IT Procurement Vendor Intake Form

We use the IT Procurement Vendor Intake Form to collect pertinent information about prospective vendors and software platforms. Using this information, we evaluate the contract and determine if adopting the product would compromise WashU’s information security.

Departments should submit this form if they are interested in working with a new IT vendor and/or software platform.

Please submit the form prior to entering any contractual obligations with a new IT vendor or software platform. Complete the form in as much detail as possible, including full and accurate information for vendor contacts. The Office of Information Security will communicate with the requestor as necessary and will work directly with the vendors to complete the review process. Procurement will work with the requestor and applicable decision maker to help review and negotiate the contracts.
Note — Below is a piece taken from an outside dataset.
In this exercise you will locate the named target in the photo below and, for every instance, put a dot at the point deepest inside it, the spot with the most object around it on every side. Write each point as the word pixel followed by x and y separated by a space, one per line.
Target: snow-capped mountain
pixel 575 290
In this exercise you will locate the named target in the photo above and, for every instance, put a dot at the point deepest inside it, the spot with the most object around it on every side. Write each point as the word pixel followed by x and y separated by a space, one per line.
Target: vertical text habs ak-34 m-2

For more information regarding the IT Procurement Policy please see:

https://resourcemanagement.wustl.edu/purchasing-services/procedures/procurement-of-computers-software-and-services/

Step-by-step instructions for completing the form in OneTrust are below. If you need assistance completing the form, please contact the Office of Information Security at infosec@wustl.edu or Lisa Owens in the Office of Resource Management at owenslisa@wustl.edu.

Guidance

1) Click on IT Procurement Vendor Intake Form on the Information Security Forms page.
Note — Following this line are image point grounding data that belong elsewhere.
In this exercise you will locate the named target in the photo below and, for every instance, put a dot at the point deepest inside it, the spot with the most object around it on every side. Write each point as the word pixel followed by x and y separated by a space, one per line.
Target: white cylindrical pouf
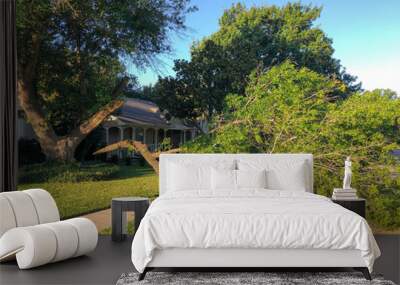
pixel 67 240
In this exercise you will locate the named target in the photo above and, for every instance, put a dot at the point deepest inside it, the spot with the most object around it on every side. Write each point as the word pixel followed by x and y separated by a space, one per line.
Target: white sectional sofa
pixel 31 230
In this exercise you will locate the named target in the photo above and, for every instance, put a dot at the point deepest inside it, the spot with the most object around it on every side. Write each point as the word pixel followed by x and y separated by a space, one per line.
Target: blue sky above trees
pixel 365 33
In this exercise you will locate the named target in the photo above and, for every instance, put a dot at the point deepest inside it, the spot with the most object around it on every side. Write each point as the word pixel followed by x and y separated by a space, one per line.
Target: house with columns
pixel 143 121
2) Click the red “Submit IT Procurement Vendor Intake Form” button to begin the form in OneTrust.

3) Enter your WUSTLKey email address to log into OneTrust. If you haven’t already authenticated with DUO, you will be prompted to do so.
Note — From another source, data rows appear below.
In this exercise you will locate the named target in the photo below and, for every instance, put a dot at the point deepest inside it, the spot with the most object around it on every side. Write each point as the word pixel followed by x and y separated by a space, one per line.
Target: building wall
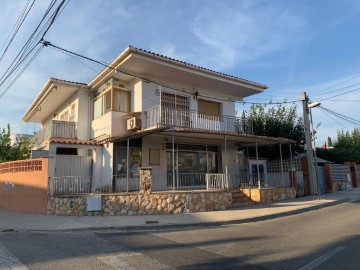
pixel 83 115
pixel 24 185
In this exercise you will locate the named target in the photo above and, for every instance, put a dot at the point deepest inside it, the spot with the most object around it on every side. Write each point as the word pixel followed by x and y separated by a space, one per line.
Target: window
pixel 154 156
pixel 107 102
pixel 72 113
pixel 64 116
pixel 98 108
pixel 209 107
pixel 121 101
pixel 112 100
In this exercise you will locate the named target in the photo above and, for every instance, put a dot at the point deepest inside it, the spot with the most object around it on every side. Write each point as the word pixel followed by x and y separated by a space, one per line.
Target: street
pixel 323 239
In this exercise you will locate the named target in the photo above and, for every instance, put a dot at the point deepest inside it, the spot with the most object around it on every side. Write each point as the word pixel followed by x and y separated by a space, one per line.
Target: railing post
pixel 145 180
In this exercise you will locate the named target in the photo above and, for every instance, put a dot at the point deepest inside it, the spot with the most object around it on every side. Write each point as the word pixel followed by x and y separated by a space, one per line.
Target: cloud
pixel 244 33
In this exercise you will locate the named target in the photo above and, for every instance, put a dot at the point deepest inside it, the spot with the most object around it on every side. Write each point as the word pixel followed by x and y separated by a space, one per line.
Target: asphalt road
pixel 328 238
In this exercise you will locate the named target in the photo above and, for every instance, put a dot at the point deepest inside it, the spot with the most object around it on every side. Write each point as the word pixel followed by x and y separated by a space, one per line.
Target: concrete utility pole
pixel 309 149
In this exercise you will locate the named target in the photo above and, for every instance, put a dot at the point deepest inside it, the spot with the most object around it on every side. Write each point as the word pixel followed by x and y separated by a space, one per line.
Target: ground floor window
pixel 192 163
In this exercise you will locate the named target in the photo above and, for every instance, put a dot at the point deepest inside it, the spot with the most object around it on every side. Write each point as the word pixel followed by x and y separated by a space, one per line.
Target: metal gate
pixel 72 175
pixel 320 174
pixel 67 165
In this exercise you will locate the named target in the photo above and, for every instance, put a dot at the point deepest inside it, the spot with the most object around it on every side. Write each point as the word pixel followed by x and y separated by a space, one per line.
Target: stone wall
pixel 144 203
pixel 269 195
pixel 67 206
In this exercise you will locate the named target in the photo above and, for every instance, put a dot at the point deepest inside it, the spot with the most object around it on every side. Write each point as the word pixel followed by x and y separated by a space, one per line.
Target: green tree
pixel 21 149
pixel 346 148
pixel 277 121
4) From the Self-Service Assessment main page, click the “Launch” button under IT Procurement Vendor Intake.

5) Enter a name for your form following the format “Vendor Name – Your Last Name.”

6) Click the blue “Launch” button at the bottom of the page.

7) Click on the question menus in the left preview pane to begin filling out the form. Please note that any question marked with an asterisk is required and must be completed before the form can be submitted.

8) Be prepared to provide information about the following:

Procurement Screening Questions

  • Vendor name
  • Decision maker for the project
  • New or exisiting vendor
  • Date product needs to be acquired
  • Name of tool/application
  • Description of software and its use
  • Where will the application reside (local or cloud)?
  • Will PHI or PII be shared with the vendor?
  • Is there a signed BAA on file?
  • Risks to WashU if the application stops working
  • Is sensitive data involved?

Information Security Screening Questions

  • Types of confidential and protected data that will be shared with the vendor
  • Will the data be transferred outside of the US?
  • Will the vendor host WashU data off-site?
  • Other impacted projects
  • Integration method (e.g., Outlook plug-in, API, vendor specific connector)
  • Who is supplying data to the vendor?
  • How will data be shared (e.g., cloud, questionnaire, survey)?
  • Does the project involve EPIC data?
  • Is BJC involved in the project?
  • Will the vendor have remote access to the university network?
  • Will confidential informtion be shared with the vendor?
  • Does the vendor serve a critical business function?
  • Impacts of unauthorized access, modification, or destruction of information shared with the vendor

Cost/Funding Information Questions

  • Cost associated with this purchase
  • Funding source
  • Approval status

9) Be prepared to provide the following documentation:

  • Master Agreement
  • Contract
  • Order form
  • Statement of work (SOW)
  • Quote
  • Diagram, plan, or description of the project

10) When you have completed all the required questions, the “Submit” button will turn blue. Click it to submit your form for review.